Published: Oct. 24, 2018 at 5:58 PM CDT
Email This Link
Share on Pinterest
Share on LinkedIn

More than a year after a deadly hurricane hit the island of Puerto Rico, recovery is slow.

“The problem is there,” Puerto Rican Carlos Tirado said. "We are a year away from the next hurricane season and we still have people with blue tarps over their houses."

During a recent trip to Puerto Rico Iowa native and star of American Pickers, Danielle Colby, showed TV6’s Chris Carter some of the damage left behind. A number of homes don’t have those blue tarps.

"The recovery effort is still going on and will be going on for a while,” Colby said.

In the community of San Juan, which is the furthest along in recovery, Colby showed Carter several homes without tarps.
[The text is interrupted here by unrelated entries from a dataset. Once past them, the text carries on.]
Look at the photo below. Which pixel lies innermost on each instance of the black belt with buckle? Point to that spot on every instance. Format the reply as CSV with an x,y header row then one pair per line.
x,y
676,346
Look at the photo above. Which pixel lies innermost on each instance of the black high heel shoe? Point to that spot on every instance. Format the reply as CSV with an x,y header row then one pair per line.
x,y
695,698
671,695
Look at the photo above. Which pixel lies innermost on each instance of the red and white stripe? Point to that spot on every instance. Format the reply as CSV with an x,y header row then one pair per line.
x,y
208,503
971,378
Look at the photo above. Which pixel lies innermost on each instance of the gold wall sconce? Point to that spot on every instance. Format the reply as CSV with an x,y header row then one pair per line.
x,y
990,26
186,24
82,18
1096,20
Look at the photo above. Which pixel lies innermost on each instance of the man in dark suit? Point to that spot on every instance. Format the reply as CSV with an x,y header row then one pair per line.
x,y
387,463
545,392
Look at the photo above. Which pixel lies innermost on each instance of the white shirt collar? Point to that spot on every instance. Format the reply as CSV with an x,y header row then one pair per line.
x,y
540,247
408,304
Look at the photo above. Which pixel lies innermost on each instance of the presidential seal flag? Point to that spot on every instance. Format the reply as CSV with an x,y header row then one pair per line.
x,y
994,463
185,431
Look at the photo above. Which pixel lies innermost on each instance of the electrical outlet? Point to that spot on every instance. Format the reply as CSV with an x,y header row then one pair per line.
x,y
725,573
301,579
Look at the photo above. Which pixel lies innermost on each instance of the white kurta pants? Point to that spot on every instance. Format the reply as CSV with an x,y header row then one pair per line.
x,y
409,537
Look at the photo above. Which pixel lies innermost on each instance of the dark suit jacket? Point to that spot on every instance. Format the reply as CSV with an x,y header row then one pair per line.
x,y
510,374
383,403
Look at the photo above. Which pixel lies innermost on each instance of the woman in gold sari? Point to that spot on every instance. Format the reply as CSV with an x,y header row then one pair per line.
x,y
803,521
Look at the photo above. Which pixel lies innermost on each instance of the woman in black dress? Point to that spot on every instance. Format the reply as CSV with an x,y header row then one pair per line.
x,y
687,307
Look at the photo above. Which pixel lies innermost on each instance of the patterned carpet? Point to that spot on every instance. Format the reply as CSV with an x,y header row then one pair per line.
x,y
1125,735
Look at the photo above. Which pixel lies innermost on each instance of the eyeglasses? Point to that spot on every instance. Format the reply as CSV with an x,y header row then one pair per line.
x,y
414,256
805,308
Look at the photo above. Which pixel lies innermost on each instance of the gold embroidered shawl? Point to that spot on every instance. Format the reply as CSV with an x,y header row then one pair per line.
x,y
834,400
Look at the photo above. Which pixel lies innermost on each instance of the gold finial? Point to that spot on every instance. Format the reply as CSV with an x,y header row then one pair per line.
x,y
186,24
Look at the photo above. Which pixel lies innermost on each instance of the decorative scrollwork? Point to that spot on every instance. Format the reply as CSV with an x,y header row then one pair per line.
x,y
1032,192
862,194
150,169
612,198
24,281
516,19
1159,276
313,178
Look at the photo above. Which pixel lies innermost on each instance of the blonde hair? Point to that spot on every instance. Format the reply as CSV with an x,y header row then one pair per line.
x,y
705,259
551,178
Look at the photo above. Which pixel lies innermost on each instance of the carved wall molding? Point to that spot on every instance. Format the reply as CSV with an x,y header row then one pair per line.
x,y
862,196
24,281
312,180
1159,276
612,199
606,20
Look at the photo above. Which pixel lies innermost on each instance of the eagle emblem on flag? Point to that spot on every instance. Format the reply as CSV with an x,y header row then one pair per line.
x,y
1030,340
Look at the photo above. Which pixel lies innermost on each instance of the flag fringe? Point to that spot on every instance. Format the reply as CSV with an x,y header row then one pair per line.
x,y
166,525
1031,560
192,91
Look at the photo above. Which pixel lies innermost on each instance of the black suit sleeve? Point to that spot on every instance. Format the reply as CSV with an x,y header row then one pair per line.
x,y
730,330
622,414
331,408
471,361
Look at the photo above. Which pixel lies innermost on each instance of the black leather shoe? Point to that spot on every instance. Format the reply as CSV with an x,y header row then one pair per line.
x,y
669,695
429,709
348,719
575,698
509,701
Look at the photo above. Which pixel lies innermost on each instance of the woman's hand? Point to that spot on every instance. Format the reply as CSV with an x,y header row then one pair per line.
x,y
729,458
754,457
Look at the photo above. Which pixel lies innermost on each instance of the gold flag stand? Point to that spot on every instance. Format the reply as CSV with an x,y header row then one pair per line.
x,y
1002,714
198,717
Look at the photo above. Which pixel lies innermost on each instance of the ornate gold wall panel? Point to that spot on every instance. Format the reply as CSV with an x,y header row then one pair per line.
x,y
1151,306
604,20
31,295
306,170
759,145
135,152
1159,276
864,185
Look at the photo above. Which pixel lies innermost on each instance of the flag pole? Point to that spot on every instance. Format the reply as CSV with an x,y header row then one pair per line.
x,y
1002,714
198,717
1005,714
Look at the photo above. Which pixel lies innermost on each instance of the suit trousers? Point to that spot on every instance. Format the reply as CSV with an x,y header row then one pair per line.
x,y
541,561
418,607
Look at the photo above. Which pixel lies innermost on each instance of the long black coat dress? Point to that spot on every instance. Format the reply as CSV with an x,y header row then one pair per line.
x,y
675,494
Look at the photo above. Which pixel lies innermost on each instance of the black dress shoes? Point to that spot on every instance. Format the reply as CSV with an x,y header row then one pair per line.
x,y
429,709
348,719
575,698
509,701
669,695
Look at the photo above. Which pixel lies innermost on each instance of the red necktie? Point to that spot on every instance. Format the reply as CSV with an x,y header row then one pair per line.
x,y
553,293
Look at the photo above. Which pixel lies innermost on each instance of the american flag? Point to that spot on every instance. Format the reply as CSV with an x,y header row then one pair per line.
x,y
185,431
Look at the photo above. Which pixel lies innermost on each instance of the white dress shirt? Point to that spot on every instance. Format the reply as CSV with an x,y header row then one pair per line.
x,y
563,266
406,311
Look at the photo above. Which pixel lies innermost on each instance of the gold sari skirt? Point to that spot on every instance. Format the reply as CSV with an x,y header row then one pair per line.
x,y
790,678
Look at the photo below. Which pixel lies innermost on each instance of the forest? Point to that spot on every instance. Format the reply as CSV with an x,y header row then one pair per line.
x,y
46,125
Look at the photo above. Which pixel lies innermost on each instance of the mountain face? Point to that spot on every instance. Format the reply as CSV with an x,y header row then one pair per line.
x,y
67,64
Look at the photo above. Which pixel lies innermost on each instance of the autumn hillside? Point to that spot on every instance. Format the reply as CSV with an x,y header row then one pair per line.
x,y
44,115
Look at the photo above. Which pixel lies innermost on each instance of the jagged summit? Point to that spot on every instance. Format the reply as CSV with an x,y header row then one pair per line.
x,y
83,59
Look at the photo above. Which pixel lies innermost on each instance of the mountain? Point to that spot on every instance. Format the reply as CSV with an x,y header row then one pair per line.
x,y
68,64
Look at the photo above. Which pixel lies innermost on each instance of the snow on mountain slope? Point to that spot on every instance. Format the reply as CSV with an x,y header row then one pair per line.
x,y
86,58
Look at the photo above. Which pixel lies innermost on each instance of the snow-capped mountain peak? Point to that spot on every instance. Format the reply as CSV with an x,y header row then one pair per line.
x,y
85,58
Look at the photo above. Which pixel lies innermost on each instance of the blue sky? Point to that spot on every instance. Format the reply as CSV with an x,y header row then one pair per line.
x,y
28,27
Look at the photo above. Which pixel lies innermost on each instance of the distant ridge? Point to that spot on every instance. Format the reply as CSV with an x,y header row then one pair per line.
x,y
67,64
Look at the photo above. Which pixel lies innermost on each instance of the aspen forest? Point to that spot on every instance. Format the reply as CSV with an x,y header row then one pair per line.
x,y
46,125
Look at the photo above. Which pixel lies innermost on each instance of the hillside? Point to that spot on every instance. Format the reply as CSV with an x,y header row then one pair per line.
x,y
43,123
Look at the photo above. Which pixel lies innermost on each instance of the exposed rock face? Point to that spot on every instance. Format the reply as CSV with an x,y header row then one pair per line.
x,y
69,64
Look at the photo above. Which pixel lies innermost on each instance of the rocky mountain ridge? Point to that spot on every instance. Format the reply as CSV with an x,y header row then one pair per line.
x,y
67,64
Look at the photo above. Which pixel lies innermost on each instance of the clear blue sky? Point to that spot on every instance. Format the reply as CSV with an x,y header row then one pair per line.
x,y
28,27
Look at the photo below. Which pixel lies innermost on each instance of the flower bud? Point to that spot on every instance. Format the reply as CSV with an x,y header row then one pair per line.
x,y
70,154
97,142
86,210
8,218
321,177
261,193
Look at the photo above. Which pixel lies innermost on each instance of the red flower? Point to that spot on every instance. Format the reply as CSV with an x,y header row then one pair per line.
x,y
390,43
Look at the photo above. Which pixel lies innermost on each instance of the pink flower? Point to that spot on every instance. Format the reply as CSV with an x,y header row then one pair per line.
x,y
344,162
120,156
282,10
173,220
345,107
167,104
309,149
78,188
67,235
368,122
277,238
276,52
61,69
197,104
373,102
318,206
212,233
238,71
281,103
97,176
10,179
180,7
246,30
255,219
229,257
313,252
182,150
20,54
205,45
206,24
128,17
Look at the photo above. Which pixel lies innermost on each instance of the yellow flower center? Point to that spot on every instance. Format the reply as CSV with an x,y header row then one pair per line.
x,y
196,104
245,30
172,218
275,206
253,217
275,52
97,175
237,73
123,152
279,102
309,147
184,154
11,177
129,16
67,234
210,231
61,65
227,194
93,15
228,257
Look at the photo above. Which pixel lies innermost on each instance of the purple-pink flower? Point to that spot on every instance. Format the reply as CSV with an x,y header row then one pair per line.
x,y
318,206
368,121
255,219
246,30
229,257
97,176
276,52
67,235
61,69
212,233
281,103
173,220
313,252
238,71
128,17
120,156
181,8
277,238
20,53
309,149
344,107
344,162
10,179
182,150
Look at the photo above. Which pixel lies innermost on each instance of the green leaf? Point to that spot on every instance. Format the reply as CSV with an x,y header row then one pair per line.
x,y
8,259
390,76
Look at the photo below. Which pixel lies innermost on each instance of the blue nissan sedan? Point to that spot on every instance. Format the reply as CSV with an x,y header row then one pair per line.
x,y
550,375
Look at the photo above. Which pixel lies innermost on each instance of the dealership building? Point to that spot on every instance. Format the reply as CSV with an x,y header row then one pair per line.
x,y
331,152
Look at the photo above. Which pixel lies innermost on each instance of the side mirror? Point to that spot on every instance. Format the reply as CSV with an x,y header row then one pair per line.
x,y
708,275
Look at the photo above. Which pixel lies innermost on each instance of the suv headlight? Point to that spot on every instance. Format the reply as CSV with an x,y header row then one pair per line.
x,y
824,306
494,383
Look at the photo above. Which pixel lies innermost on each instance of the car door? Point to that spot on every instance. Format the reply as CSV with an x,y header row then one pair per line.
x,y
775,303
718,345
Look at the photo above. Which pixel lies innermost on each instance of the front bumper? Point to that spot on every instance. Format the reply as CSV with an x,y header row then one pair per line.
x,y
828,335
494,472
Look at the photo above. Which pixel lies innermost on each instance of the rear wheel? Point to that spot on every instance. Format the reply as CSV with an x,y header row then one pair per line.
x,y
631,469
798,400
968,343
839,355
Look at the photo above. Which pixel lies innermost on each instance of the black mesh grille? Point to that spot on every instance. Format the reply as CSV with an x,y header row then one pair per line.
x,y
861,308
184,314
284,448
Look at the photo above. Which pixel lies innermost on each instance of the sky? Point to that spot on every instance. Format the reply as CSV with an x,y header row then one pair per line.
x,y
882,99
One man sleeps under an umbrella and towels.

“The problems are there,” Tirado reiterated during an interview. “We not only had them from Maria and Irma, a lot old problems that were not visible are out and we can see them."

A number of those problems include substandard housing and poor infrastructure and still across the island more than 50% of the traffic lights don’t work. Those are reasons Colby is on the island helping with recovery. She’s also working to give voice to the community and protecting the island from future storms.

"They're speaking,” Colby said. “We're just not hearing them. Puerto Rico needs thought leaders. Puerto Rican thought leaders. Puerto Rico needs children who can grow up and understand what it was like to go through these hurricanes. We're not going to have to wait generations for more weird weather. This is just a pattern now."

Colby is helping the island with protecting the island by helping them prepare for the next storm. Many people were when Hurricane Maria hit but with back to back hurricanes resources were limited.

"We got Irma and people were prepared,” Tirado said. “Irma didn’t do the damage we expected so all these people here emptied their pantries and sent supplies down island to the places that got hurt during Irma all of sudden two weeks later we have a hurricane of our own and our pantries are empty."

Colby’s boyfriend and the locals are all working together to make the recovery happen. They are working to act, prepare and recover.

"We are resilient,” Tirado said. “We will not stop. Our people got out on the streets as soon as they could to start cutting wood to clear the ways even before FEMA, even before the National Guard and even before the municipalities, who should be the first ones coming out to help."

A number of people have said, in many ways, the U.S. Government failed them by not providing with the resources they needed. FEMA did put out an internal audit of its response earlier this year. The report found Puerto Rico’s emergency-supply warehouses were nearly empty when Hurricane Maria hit because many of the supplies had been rerouted to the U.S. Virgin Islands which had been impacted by Hurricane Irma.

The report also found FEMA had been understaffed going into the hurricane season and that most specialized disaster staffers were deployed to other storms when Hurricane Maria struck.